While I was wondering about this angle, my cellphone rang. It was Lahsiv asking me to hurry to the hostel gate. I went there. Hopping on to the Bullsar, I ordered it into gear and sped off. Feeling the cool wind blowing in my face as we accelerated towards IT city, I asked him "Read Prof. Alphus' email? Bloody fascists these administration people are! They have no right to teach us law and justice." 

"Nope, I didn't read but Lalit told me about the crazy Electric Cattle ban," he replied.

"This could be our last ride if they actually..." I began.

"Don't worry, they won't implement it. This isn't the last ride, don't worry...  By the way, I'll tell you something interesting! I was chatting with Mosho just now, and you know what, they have increased salaries at BNTT again! Now it is almost two lakhs a month!" Lahsiv paused at that, letting the enormity of that amount sink in. 
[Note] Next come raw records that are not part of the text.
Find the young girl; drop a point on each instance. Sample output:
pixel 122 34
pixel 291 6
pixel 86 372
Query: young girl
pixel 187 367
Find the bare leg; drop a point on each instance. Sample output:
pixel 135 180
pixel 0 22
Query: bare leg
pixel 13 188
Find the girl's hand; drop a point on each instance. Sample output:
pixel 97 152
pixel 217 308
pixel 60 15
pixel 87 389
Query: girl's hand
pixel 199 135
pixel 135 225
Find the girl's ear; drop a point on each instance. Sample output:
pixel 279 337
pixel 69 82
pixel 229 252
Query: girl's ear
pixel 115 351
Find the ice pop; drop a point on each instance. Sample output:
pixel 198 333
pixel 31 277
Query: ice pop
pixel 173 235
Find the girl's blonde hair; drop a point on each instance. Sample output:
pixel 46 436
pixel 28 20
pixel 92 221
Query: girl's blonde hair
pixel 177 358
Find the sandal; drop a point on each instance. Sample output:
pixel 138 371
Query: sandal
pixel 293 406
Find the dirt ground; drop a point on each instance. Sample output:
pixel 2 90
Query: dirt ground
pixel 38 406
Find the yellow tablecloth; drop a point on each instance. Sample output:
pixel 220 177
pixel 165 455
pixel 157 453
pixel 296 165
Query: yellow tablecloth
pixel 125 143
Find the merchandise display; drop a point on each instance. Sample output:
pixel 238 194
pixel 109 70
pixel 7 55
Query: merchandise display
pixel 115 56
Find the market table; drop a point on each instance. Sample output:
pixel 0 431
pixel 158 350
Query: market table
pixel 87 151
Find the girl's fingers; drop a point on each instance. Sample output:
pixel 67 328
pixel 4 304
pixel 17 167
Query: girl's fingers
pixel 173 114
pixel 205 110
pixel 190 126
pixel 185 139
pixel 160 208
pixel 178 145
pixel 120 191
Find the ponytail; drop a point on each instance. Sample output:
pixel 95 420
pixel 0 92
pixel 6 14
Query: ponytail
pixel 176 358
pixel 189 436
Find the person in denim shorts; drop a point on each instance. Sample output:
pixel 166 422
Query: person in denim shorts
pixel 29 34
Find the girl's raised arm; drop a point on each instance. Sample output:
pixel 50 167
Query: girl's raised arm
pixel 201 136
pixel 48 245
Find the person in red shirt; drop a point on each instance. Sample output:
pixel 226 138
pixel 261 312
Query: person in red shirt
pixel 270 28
It was really difficult to believe that Mosho, our senior who spent most of his law school time playing NFS racing games was now being paid enough by a law firm to actually buy a small Tata Nano car or two or three Electric Cattle models every single month!

"And that's without including the bonus," Lahsiv added but before he could continue, his Bullsar interrupted, "You have a new voice note." 

"Woooohooo, I am going to Cambridge," Esha's voice note played.

"No surprises there, she was bound to be accepted there. She had a superb recommendation from the dean to add to her perfect CGPA. What else do you need..." I commented, wondering if my dream of pursuing a Masters degree from the UK shall also one day come true or if it was destined to remain a dream...

"It was only superb because she herself had drafted the LoR. The dean merely signed it." Lahsiv pointed out. "She was his favourite student!"

Perfect CGPA and favourite student, these things mattered at WINLU. CGPA was the holy grail but this one easier to find than the one Langdon chases. All you have to do is mug, mug and mug, one solid week before the exams and a night before each test to make sure that Sasho's notes (photocopied sets of which are conveniently made available in the photocopy shop) are ingrained in your mind. Then all that remains is regurgitating it on paper. Understanding the concepts which those notes purport to encompass is purely optional.

However, you still need the college to forward that CGPA laden CV to WINLU. 'It is important to ensure that the holy grail lands in the right hands.' I thought. "Will they still help me if I challenge their stupid rules?" I wondered... "Surely no one will bother to give me a Letter of Recommendation. Nobody likes a troublemaker, do they?" 

"They may perhaps even write to other universities telling them I am anti-establishment, or will they not go so far?"

"The safe option is surely to remain quiet. Another semester of persevering on with mugging Shasho's notes, could give me a fair shot at the two lakhs per month pay package or possibly even a UK Masters degree if my luck holds too."

"Who are you thinking about for so long? Say something," Lahsiv interrupted my chain of thoughts.

"Beyoncé. She's hot. Also, out of my reach. Let's have the burgers today." I replied and got a weird look for being so very random. I spoke of Beyoncé but it was the blind lady of justice that I was thinking about. Definitely out of reach if I wanted to have a shot at a UK university. Perhaps I may seek her there but later. Not now, definitely not now. 

What's injustice when compared to 2 lakhs month? How can principles and reasoning ever be more important than going to UK? Why be drafting letters to point out the teachers' hypocracies when you could be planning how to spend a couple of lakhs in a month?

I silently deleted the draft letter from my mind. West India National Law University may or may not impart good education of the law but Western India can teach you far greater lessons. - Focus on what's on everyone's mind and you can trample over the rest.

You can rule your educational fiefdoms with an iron fist, just so long as you have a good Recruitment Committee. 

Who needs Gobbels when you inspire self censorship.  -  A modern West India proverb.